Separating Content

Name Separating Content
Sources (Egelman, 2009)
Synonyms None
Context When a critical warning is displayed, the website should be distorted or hidden. When contextual indicators are used to make trust decisions about which website to visit, the indicators should be presented before the user views the content of the website that was chosen.
Problem Users often let the “look and feel” of the website determine their level of trust, often to the detriment of unbiased trust indicators.
Solution Indicators should distort or not display the destination website such that the look and feel are not taken into account when the user is asked to make a trust decision.
Examples None
Implementation In cases where a critical warning is about to be displayed, distort or hide the original website such that the user’s focus is on the warning message. In cases where a contextual indicator is to be displayed, display it before the content of the website that it represents.
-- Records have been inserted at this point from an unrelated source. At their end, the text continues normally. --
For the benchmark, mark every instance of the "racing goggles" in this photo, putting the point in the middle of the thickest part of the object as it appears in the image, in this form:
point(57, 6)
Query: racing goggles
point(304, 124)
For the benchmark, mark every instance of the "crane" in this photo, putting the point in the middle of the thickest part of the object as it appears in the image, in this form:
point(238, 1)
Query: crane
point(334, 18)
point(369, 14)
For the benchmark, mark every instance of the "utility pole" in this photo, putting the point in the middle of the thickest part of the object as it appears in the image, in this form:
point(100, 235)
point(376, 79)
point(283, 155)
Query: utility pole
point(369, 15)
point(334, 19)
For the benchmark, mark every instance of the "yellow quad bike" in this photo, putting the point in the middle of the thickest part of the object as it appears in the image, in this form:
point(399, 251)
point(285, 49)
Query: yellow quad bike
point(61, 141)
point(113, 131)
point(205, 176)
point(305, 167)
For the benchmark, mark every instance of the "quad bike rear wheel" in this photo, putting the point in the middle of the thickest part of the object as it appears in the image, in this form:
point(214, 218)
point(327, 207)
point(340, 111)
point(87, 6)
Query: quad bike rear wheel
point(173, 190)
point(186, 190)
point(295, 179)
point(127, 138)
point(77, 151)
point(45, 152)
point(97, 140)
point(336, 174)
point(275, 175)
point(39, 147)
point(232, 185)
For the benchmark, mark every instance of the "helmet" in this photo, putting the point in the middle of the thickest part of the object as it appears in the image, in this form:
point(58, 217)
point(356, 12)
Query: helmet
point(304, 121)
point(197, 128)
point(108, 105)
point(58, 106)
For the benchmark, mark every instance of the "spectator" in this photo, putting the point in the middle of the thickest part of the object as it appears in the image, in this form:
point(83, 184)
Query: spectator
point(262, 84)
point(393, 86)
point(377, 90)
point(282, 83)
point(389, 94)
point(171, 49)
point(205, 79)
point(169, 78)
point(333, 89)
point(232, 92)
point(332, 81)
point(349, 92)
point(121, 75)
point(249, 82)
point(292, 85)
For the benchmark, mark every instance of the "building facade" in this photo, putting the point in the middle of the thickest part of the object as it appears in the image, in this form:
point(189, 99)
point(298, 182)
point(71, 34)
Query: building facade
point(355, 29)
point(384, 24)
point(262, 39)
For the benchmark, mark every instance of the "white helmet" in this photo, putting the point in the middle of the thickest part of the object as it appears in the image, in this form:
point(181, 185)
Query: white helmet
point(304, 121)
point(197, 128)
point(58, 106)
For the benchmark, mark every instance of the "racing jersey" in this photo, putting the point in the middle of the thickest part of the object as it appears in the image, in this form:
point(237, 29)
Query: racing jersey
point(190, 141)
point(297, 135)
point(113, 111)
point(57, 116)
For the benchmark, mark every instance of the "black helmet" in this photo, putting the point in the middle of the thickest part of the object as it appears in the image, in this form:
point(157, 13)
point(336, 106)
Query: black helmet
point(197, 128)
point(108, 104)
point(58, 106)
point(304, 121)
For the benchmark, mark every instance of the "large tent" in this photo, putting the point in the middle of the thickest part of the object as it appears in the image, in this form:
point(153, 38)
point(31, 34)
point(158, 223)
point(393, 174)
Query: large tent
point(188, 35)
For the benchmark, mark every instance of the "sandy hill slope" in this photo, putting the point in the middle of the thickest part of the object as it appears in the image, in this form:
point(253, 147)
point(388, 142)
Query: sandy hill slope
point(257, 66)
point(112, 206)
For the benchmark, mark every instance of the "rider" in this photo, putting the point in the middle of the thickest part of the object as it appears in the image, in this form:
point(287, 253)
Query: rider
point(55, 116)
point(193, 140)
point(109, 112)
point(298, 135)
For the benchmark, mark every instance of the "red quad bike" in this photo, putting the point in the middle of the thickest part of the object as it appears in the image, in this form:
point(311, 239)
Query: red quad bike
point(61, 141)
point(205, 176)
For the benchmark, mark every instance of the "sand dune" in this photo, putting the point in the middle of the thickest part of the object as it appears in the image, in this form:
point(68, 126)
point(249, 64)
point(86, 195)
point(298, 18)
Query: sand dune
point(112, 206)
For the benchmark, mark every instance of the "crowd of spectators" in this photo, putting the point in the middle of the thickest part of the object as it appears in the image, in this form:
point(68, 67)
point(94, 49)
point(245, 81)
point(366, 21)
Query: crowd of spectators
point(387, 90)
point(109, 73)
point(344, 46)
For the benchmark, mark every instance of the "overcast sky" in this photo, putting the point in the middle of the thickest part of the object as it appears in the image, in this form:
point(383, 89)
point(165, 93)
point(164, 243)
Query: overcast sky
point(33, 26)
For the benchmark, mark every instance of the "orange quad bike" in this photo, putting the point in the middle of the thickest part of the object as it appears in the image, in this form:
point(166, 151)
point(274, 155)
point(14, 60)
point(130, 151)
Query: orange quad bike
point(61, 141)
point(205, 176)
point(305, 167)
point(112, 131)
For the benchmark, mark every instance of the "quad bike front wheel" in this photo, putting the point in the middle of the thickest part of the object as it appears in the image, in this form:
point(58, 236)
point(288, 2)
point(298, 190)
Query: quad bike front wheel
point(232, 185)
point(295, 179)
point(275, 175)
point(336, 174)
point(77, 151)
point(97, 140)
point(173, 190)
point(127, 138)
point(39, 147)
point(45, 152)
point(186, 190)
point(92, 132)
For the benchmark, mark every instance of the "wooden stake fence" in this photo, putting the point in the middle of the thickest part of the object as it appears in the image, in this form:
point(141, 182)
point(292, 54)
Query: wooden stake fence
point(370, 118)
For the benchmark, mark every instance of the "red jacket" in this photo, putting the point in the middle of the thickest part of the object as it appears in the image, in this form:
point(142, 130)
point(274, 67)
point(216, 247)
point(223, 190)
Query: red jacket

For instance, this can be accomplished by annotating hyperlinks or by providing popups during mouse-overs.
Consequences When a website is presented alongside a trust indicator, the user may use the look and feel of the website to determine the veracity of the trust indicator. Since many users are unaware of how easy it is to design professionally looking fraudulent websites, they may take the design quality into account when choosing to ignore a warning or contextual indicator.
Dependencies None
Relationships [Active Warnings]
[Warn When Unsafe]
[Noticable Contextual Indicators]
Principles [Indentifiablity]
[Clarity]
[Trusted Path]
Guidelines None
Check lists None
Use cases None
Tags Separating Content, Active Warnings, Noticable Contextual Indicators, Fail Safety
Log history [12/21/2015]: Added to repository

References

Egelman, S., 2009. Trust me: Design patterns for constructing trustworthy trust indicators. ProQuest.